In construction, however, these principles are rarely operationalized.
Most large multifamily buildings are still delivered through bespoke contracts with a constellation of subcontractors. A plumbing subcontractor, for example, may be responsible for basement equipment, vertical risers, and the fine-grain detailing inside each dwelling unit. That span of responsibility crosses multiple levels of scale and abstraction, imposing heavy overhead in coordination, liability, and design reconciliation.
This model reflects an older social technology, shaped by craft and trade disciplines rather than modular product design. It is robust in some ways, but brittle in others. Every project becomes a new act of integration. Coordination costs stay high. Redundancy proliferates. Even technically sophisticated small firms remain constrained by the limits of their contractual and organizational reach.
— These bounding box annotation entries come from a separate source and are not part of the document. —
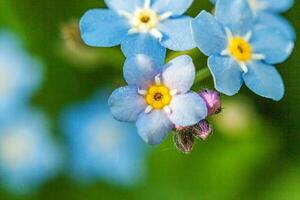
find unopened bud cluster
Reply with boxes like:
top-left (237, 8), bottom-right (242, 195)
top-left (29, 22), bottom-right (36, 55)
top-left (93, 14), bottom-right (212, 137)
top-left (174, 89), bottom-right (222, 154)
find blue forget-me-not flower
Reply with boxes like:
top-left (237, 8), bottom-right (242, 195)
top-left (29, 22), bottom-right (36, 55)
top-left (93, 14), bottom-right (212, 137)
top-left (0, 110), bottom-right (61, 193)
top-left (211, 0), bottom-right (296, 40)
top-left (61, 92), bottom-right (146, 185)
top-left (80, 0), bottom-right (195, 64)
top-left (192, 0), bottom-right (294, 100)
top-left (108, 54), bottom-right (207, 145)
top-left (0, 31), bottom-right (42, 119)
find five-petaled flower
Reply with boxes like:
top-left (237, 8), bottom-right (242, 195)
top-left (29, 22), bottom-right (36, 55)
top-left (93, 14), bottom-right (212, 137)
top-left (80, 0), bottom-right (195, 63)
top-left (109, 54), bottom-right (207, 145)
top-left (192, 0), bottom-right (294, 100)
top-left (210, 0), bottom-right (296, 40)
A new social technology is now emerging, one that organizes construction not around trades, but around modular products and interfaces. The Modular Interface Standard enables a hierarchy grounded in Simon’s principle of near-decomposability. A bathroom pod manufacturer can focus on a single level of scale: the bathroom. It does not need to master the vertical risers or the mechanical room. Its responsibilities are bounded by the pod envelope and predefined connection points.
Modular apartment producers, in turn, can treat these pods as reliable, pluggable components. They can optimize stacking, framing, layout, and logistics with confidence that the embedded bathroom system conforms to shared tolerances, interfaces, and service expectations. Because the interfaces are stable, technical integration becomes more predictable. Business relationships become simpler. Trust shifts from legacy familiarity to adherence to shared standards.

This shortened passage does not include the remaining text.